New Snohomish County Sheriff Adam Fortney has reinstated a deputy who was fired by Fortney's predecessor over a fatal shooting.
In a statement Tuesday, the sheriff said Deputy Arthur Wallin never should have been fired in the first place because his actions were within department policy.
Wallin shot and killed 24-year-old Nickolas Peters following a chase by Snohomish County sheriff’s deputies in October 2018.
The Snohomish County Prosecutor's Office declined to file charges against Wallin, but earlier this month the county settled a federal lawsuit brought by Peters' family for $1 million.
Full statement from Sheriff Fortney:
Last Friday, I reinstated Deputy Arthur Wallin to full commissioned status as a Deputy Sheriff K-9 handler with the Snohomish County Sheriff’s Office.
Before I was elected Sheriff, I was well aware of the incident that Deputy Wallin was involved in that led to his termination by the former administration. I believe I speak for many Sheriff’s Office employees that we were shocked when the former administration decided to terminate him even after he was cleared of criminal charges by the Snohomish County Prosecuting Attorney. After the election, but prior to taking office, I made no promises to Deputy Wallin other than I would give the case a second look. I felt obligated to do so since the facts that I knew at the time of the incident did not seem to warrant termination. I knew full well that after taking office I could learn more information that previously had not been available to me which may lead me to upholding the termination case. I went into the review process with an open mind. The review consisted of reading the entire file, which included both the results of the SMART investigation and the Sheriff’s Office internal investigation by the Office of Professional Accountability. The file contained additional information that I did not have prior to taking office. After carefully reviewing the information, I found the termination of Deputy Wallin was not justified and that his actions were reasonable under the circumstances the suspect chose to put him in that night:
1. Deputy Wallin’s pursuit of the suspect was within policy because the suspect was under the influence of alcohol or drugs and posed a danger to other drivers on the road, and the suspect was using his truck as a weapon (purposefully ramming patrol vehicles) posing a credible threat to responding deputies and the public;
2. Deputy Wallin’s decision to use deadly force was within policy because he was protecting his partner and the community from an imminent threat of death or serious bodily injury.

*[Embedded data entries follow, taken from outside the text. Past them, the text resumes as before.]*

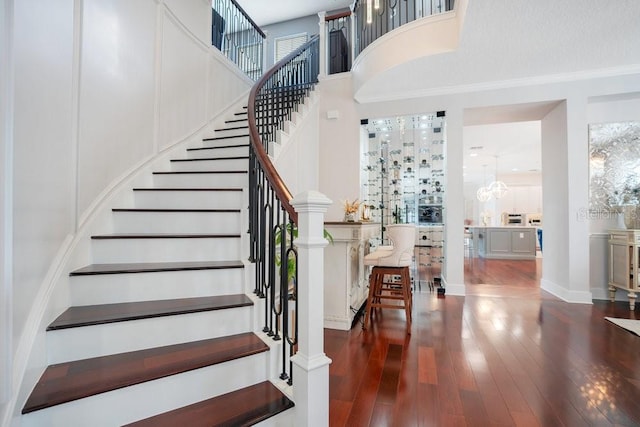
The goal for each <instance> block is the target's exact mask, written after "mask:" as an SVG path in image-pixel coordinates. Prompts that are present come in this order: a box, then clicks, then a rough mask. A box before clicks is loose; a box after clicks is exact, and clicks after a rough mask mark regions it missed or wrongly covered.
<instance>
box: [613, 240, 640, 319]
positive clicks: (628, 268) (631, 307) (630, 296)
mask: <svg viewBox="0 0 640 427" xmlns="http://www.w3.org/2000/svg"><path fill="white" fill-rule="evenodd" d="M639 274H640V230H610V231H609V297H610V298H611V301H612V302H613V301H615V296H616V290H618V289H621V290H623V291H626V292H628V296H629V309H630V310H633V309H634V308H635V302H636V293H637V292H640V276H639Z"/></svg>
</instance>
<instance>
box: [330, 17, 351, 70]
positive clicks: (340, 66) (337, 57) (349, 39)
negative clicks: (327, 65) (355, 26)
mask: <svg viewBox="0 0 640 427" xmlns="http://www.w3.org/2000/svg"><path fill="white" fill-rule="evenodd" d="M325 23H326V29H327V51H328V55H327V56H328V57H327V61H328V67H327V73H328V74H336V73H344V72H346V71H349V70H350V69H351V61H352V60H353V58H351V44H352V43H351V34H352V31H353V30H352V28H351V11H350V10H347V11H345V12H340V13H336V14H334V15H329V16H326V17H325Z"/></svg>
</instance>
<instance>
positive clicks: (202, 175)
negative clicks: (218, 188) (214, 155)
mask: <svg viewBox="0 0 640 427" xmlns="http://www.w3.org/2000/svg"><path fill="white" fill-rule="evenodd" d="M153 184H154V185H155V186H156V187H162V188H211V187H225V188H246V187H248V186H249V174H248V173H211V174H201V173H194V174H190V173H189V174H156V175H154V176H153Z"/></svg>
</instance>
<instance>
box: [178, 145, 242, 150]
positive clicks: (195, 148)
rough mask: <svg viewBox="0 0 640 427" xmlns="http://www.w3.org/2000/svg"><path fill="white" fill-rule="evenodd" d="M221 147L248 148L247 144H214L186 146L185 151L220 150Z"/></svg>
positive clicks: (226, 147) (222, 148)
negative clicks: (226, 144)
mask: <svg viewBox="0 0 640 427" xmlns="http://www.w3.org/2000/svg"><path fill="white" fill-rule="evenodd" d="M223 148H249V144H237V145H216V146H215V147H196V148H187V151H200V150H220V149H223Z"/></svg>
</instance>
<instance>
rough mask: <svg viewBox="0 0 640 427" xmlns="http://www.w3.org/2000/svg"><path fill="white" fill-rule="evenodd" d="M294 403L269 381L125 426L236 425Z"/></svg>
mask: <svg viewBox="0 0 640 427" xmlns="http://www.w3.org/2000/svg"><path fill="white" fill-rule="evenodd" d="M293 406H294V404H293V402H292V401H291V400H290V399H289V398H288V397H287V396H285V395H284V394H283V393H282V392H281V391H280V390H278V388H277V387H275V386H274V385H273V384H271V383H270V382H269V381H265V382H262V383H258V384H254V385H252V386H249V387H246V388H243V389H239V390H236V391H233V392H231V393H227V394H223V395H221V396H217V397H214V398H212V399H207V400H204V401H202V402H198V403H194V404H193V405H189V406H185V407H183V408H179V409H175V410H173V411H169V412H165V413H164V414H159V415H156V416H153V417H150V418H146V419H144V420H140V421H137V422H134V423H131V424H127V425H126V426H125V427H175V426H189V427H223V426H225V427H231V426H233V427H236V426H250V425H254V424H256V423H258V422H260V421H264V420H266V419H267V418H270V417H272V416H274V415H277V414H279V413H280V412H283V411H286V410H287V409H289V408H292V407H293Z"/></svg>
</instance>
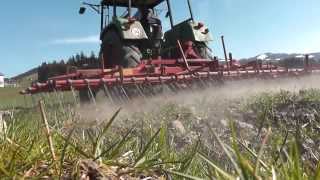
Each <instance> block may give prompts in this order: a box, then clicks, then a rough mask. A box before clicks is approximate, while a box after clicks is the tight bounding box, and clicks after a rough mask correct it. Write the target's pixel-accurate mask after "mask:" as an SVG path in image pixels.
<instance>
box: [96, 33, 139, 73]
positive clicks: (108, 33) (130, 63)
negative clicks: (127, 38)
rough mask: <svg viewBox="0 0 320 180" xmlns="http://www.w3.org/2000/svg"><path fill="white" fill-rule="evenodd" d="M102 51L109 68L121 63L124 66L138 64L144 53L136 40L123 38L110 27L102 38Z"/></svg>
mask: <svg viewBox="0 0 320 180" xmlns="http://www.w3.org/2000/svg"><path fill="white" fill-rule="evenodd" d="M101 53H102V55H103V58H104V61H105V62H104V64H105V66H106V67H107V68H111V67H114V66H116V65H120V66H122V67H124V68H129V67H135V66H137V65H138V64H139V63H140V61H141V58H142V54H141V52H140V50H139V49H138V47H137V46H136V45H135V43H134V42H132V41H128V40H123V39H121V37H120V36H119V34H118V33H117V32H116V31H115V30H114V29H110V30H108V31H107V32H105V33H104V35H103V38H102V45H101Z"/></svg>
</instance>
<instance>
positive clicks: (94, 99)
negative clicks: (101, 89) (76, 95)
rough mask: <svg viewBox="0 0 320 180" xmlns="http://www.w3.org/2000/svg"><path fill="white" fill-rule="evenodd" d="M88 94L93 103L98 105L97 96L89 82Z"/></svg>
mask: <svg viewBox="0 0 320 180" xmlns="http://www.w3.org/2000/svg"><path fill="white" fill-rule="evenodd" d="M88 95H89V97H90V99H91V101H92V102H93V104H94V105H95V106H96V105H97V102H96V98H95V97H94V94H93V91H92V89H91V87H90V85H89V84H88Z"/></svg>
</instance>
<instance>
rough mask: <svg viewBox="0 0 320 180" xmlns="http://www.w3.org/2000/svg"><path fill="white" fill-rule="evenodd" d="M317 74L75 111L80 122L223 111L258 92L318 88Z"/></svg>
mask: <svg viewBox="0 0 320 180" xmlns="http://www.w3.org/2000/svg"><path fill="white" fill-rule="evenodd" d="M319 78H320V75H312V76H304V77H296V78H292V77H291V78H281V79H272V80H262V79H249V80H238V81H228V82H225V83H224V84H223V85H219V86H215V87H210V88H206V89H197V90H193V91H183V92H181V93H178V94H173V93H167V94H161V95H159V96H154V97H147V98H142V97H137V98H134V99H132V100H131V101H129V102H128V103H126V104H123V105H112V104H110V103H109V102H107V98H103V99H98V103H97V105H90V106H84V107H80V108H78V109H77V112H78V113H79V114H80V116H81V117H82V118H81V119H82V120H86V121H88V120H95V121H101V120H106V119H108V118H110V117H111V116H112V115H113V114H114V113H115V112H116V111H117V110H118V109H119V108H121V109H122V110H121V115H122V116H124V117H126V118H129V117H131V116H133V115H135V114H136V113H145V112H151V111H156V110H159V109H160V108H161V107H162V106H164V105H166V104H170V103H172V104H177V105H181V106H189V107H193V108H196V109H205V108H207V106H208V105H210V106H215V107H216V109H219V110H220V111H223V108H225V107H226V104H228V103H227V102H230V101H232V100H239V99H241V100H246V99H247V98H250V97H252V96H254V95H257V94H259V93H262V92H279V91H281V90H287V91H292V92H298V91H300V90H301V89H310V88H320V80H319Z"/></svg>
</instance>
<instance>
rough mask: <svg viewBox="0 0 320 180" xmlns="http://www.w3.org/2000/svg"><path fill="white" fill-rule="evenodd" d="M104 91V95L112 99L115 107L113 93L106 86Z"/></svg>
mask: <svg viewBox="0 0 320 180" xmlns="http://www.w3.org/2000/svg"><path fill="white" fill-rule="evenodd" d="M103 91H104V94H105V95H106V96H107V97H108V99H110V102H111V104H112V105H114V100H113V98H112V95H111V92H110V90H109V88H108V87H107V85H106V84H103Z"/></svg>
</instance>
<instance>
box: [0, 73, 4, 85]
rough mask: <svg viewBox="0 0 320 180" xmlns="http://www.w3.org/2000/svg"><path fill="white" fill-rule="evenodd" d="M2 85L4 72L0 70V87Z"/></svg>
mask: <svg viewBox="0 0 320 180" xmlns="http://www.w3.org/2000/svg"><path fill="white" fill-rule="evenodd" d="M3 87H4V74H2V73H1V72H0V88H3Z"/></svg>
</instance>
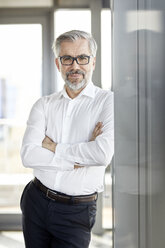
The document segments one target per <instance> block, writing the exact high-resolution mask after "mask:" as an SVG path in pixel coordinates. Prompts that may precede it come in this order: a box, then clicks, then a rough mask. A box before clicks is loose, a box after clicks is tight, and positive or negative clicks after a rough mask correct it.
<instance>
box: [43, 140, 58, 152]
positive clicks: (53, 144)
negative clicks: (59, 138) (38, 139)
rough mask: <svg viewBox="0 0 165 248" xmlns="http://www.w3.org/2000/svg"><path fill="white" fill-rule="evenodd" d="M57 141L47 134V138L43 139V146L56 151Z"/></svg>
mask: <svg viewBox="0 0 165 248" xmlns="http://www.w3.org/2000/svg"><path fill="white" fill-rule="evenodd" d="M56 146H57V143H55V142H54V141H53V140H51V139H50V138H49V137H48V136H45V138H44V139H43V141H42V147H43V148H46V149H48V150H49V151H51V152H54V153H55V151H56Z"/></svg>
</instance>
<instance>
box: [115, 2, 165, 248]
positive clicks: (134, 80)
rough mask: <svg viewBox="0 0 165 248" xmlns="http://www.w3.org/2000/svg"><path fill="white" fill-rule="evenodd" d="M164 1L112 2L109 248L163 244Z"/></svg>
mask: <svg viewBox="0 0 165 248" xmlns="http://www.w3.org/2000/svg"><path fill="white" fill-rule="evenodd" d="M164 10H165V1H163V0H157V1H154V0H124V1H120V0H114V1H113V88H114V93H115V156H114V182H115V185H114V216H115V218H114V219H115V221H114V247H115V248H129V247H131V248H155V247H158V248H164V245H165V235H164V230H165V179H164V178H165V166H164V161H165V149H164V148H165V137H164V136H165V135H164V127H165V114H164V112H165V111H164V106H165V97H164V92H165V83H164V81H165V69H164V65H165V11H164Z"/></svg>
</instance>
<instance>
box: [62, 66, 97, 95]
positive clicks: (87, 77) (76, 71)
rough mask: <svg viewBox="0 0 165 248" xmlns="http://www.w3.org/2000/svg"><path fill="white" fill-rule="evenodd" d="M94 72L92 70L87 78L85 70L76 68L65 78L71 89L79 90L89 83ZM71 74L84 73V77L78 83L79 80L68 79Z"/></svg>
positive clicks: (71, 71)
mask: <svg viewBox="0 0 165 248" xmlns="http://www.w3.org/2000/svg"><path fill="white" fill-rule="evenodd" d="M92 72H93V71H91V72H90V74H89V75H88V77H87V78H85V73H84V72H83V71H81V70H76V71H74V70H71V71H69V72H67V73H66V78H65V80H64V81H65V85H66V86H68V87H69V89H70V90H72V91H77V90H80V89H83V88H84V87H85V86H86V85H87V84H88V82H89V81H90V80H91V78H92ZM71 74H82V76H83V79H82V80H81V81H80V82H78V83H77V82H71V81H70V80H69V79H68V77H69V75H71Z"/></svg>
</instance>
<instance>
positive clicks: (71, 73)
mask: <svg viewBox="0 0 165 248" xmlns="http://www.w3.org/2000/svg"><path fill="white" fill-rule="evenodd" d="M71 74H82V75H83V76H84V75H85V73H84V72H83V71H81V70H71V71H68V72H66V76H67V77H68V76H69V75H71Z"/></svg>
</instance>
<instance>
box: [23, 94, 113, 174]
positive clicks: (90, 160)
mask: <svg viewBox="0 0 165 248" xmlns="http://www.w3.org/2000/svg"><path fill="white" fill-rule="evenodd" d="M98 121H99V123H100V124H98V126H97V125H96V127H95V128H94V130H93V133H92V137H91V138H90V140H89V141H88V142H81V143H76V144H66V143H58V144H57V143H55V142H53V141H52V140H51V138H50V137H47V136H45V135H46V134H45V128H46V120H45V102H44V100H43V99H40V100H39V101H37V102H36V104H35V105H34V106H33V108H32V111H31V114H30V117H29V120H28V123H27V124H28V125H27V128H26V132H25V135H24V139H23V144H22V148H21V158H22V162H23V165H24V166H25V167H29V168H33V169H40V170H42V169H44V170H62V171H66V170H74V169H75V168H76V166H75V164H76V163H77V164H78V165H79V166H106V165H108V164H109V163H110V161H111V158H112V156H113V150H114V144H113V143H114V139H113V132H114V130H113V98H112V95H111V97H109V96H108V97H107V99H106V100H105V102H104V106H103V108H102V111H101V113H100V115H99V117H98ZM102 123H103V124H102Z"/></svg>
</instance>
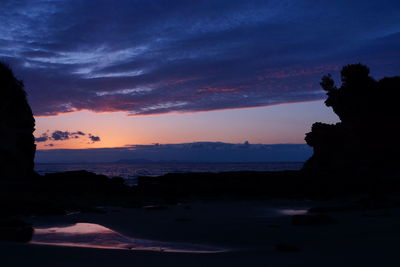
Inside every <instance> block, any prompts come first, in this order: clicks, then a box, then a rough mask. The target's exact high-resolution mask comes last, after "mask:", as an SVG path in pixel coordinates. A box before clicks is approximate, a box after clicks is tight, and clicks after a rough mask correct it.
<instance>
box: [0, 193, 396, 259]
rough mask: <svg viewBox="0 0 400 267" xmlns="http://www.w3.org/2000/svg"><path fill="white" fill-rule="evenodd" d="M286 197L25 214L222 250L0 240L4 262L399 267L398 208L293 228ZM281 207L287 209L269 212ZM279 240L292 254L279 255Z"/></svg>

The bottom line is, Deputy Wallin never should have been terminated in the first place. Deputy sheriffs are expected to make split second decisions in situations which are tense, uncertain, and rapidly evolving. The incident the former administration terminated him for would fall under this category. Deputy Wallin believed his partner's life was in danger when he chose to use force. I believe Deputy Wallin’s actions were reasonable under the circumstances in which they occurred. I also believe the SMART investigation supported Deputy Wallin’s version of what took place that night and his decision was appropriate under the circumstances. In my judgment, Deputy Wallin put his life on the line to protect both his partner and his community.
I understand the difficult job that law enforcement officers, corrections, and support personnel have to go through in their daily duties. I value the work of all Sheriff’s Office employees and I am committed to ensuring that they are always treated fairly by this administration.